Monferace – ha dichiarato Guido Carlo Alleva, avvocato di successo convertitosi al vino una quindicina di anni fa e oggi titolare di un'azienda modello, la Tenuta Santa Caterina a Grazzano Badoglio – è un sogno che nasce tra colline e castelli del Monferrato. È il progetto di un gruppo di vignaioli coraggiosi che, da anni, amano, credono e investono in quel saliscendi di vigneti tra Casale Monferrato, Alessandria e Asti, nel cuore del Monferrato Aleramico. Un territorio geologicamente coerente, circoscritto a 24 Comuni, a cavallo fra le province di Alessandria e Asti riconosciuto Patrimonio dell’Unesco”.
Il nome scelto, Monferace, ha un preciso significato e racchiude tutta la filosofia che ha mosso il gruppo di imprenditori: è l’antico nome del Monferrato aleramico, tratto dalla cinquecentesca “Descrittione di tutta Italia” di Leandro Alberti. “Ma Monferace non è solo vino è qualcosa di più articolato e complesso – ha sottolineato Rita Cavalli - è un patto tra vignaioli, imprenditori, uomini e donne che vivono, respirano e amano questa terra: il Monferrato”.
Per sostenere, promuovere e diffondere questo progetto si è costituita, nel febbraio 2016, l’Associazione Monferace. Soci fondatori, ispirati dall’enologo Mario Ronco, sono dodici, fra cui dieci produttori: Tenuta Santa Caterina di Grazzano Badoglio (At), Castello d’Uviglie di Rosignano Monferrato (Al), Accornero di Vignale Monferrato (Al), Tenuta La Tenaglia di Serralunga di Crea (Al), Vicara di Treville (Al), Alemat di Ponzano Monferrato (Al), Tenuta La Fiammenga di Penango (At), Agricola Sulin di Grazzano Badoglio (At), Frat.lli Natta di Grazzano Badoglio (At), Angelini Paolo di Ozzano Monferrato (Al).

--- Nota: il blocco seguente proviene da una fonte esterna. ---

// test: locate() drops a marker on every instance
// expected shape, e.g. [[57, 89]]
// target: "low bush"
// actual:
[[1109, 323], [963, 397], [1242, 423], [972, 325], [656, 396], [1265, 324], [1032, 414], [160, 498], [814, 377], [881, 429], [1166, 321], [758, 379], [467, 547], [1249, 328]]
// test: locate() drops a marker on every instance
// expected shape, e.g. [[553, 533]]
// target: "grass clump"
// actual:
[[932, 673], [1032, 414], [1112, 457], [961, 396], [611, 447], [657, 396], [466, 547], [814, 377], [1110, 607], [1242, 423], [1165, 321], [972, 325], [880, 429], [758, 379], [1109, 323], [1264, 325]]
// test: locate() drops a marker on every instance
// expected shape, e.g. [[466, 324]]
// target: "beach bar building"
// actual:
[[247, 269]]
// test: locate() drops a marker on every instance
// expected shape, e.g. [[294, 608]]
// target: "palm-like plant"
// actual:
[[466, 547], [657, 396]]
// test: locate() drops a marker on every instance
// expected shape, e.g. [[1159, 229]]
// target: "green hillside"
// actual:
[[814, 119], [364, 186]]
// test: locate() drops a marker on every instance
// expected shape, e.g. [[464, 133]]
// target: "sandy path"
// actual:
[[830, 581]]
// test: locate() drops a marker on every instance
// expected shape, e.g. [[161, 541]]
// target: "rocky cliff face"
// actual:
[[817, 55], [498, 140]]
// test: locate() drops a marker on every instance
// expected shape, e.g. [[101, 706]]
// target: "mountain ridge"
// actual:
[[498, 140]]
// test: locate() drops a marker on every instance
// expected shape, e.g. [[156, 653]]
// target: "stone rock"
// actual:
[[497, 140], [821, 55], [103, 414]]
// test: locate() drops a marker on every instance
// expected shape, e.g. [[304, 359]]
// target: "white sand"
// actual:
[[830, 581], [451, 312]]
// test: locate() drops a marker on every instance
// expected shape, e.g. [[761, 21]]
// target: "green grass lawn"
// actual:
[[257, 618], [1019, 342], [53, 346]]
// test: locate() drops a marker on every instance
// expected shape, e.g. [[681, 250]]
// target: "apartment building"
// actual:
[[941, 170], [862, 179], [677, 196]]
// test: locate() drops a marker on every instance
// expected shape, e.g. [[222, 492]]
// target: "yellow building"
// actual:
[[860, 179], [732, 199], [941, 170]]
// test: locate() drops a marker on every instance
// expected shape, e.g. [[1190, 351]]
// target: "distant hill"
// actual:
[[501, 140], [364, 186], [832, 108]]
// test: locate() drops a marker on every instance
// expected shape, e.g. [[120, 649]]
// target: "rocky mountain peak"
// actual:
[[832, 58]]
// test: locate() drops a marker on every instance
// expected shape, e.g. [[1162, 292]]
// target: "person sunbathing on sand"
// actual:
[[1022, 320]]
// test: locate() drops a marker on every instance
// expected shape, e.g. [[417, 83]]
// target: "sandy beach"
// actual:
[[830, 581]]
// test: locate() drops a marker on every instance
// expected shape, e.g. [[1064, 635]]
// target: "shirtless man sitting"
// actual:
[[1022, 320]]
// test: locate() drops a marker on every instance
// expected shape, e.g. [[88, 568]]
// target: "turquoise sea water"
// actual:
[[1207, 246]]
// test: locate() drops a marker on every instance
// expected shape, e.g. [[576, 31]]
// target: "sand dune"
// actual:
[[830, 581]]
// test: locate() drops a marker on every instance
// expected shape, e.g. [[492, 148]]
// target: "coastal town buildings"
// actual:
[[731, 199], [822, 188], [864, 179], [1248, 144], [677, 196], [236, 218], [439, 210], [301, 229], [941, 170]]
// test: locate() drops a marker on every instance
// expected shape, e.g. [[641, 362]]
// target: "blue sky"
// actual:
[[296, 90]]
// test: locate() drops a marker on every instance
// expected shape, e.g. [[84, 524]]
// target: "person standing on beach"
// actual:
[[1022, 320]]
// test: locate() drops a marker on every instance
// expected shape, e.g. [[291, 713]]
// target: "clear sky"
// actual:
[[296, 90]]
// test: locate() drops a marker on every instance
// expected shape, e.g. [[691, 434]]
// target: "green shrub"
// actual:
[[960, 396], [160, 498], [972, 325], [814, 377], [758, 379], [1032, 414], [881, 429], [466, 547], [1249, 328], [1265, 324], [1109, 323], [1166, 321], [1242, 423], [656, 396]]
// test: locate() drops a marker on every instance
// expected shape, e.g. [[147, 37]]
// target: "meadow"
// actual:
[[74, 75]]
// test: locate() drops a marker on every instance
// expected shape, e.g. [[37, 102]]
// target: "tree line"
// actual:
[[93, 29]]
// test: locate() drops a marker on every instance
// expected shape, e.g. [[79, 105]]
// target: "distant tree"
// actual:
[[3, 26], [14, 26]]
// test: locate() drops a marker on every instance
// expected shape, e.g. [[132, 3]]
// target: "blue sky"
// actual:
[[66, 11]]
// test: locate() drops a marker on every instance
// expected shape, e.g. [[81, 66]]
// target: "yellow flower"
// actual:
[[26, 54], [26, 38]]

È prevista la possibilità di associarsi per imprenditori vinicoli che producono Grignolino (Doc d’Asti, del Monferrato Casalese, Piemonte) nell’area del Monferrato aleramico e intendono dedicarsi alla produzione di Monferace, associazioni di produttori agricoli, enologi e altri soggetti individuati dall’assemblea, che abbiano le caratteristiche consone al raggiungimento degli scopi sociali. Particolarmente rigoroso il disciplinare. E, per poter essere immessi sul mercato con il nome Monferace, i vini di ciascun produttore associato dovranno essere obbligatoriamente approvati, per ogni annata, da una commissione di assaggio alla cieca, che dovrà riscontrarne la corrispondenza alle caratteristiche di tipicità e qualità obbiettivo del disciplinare.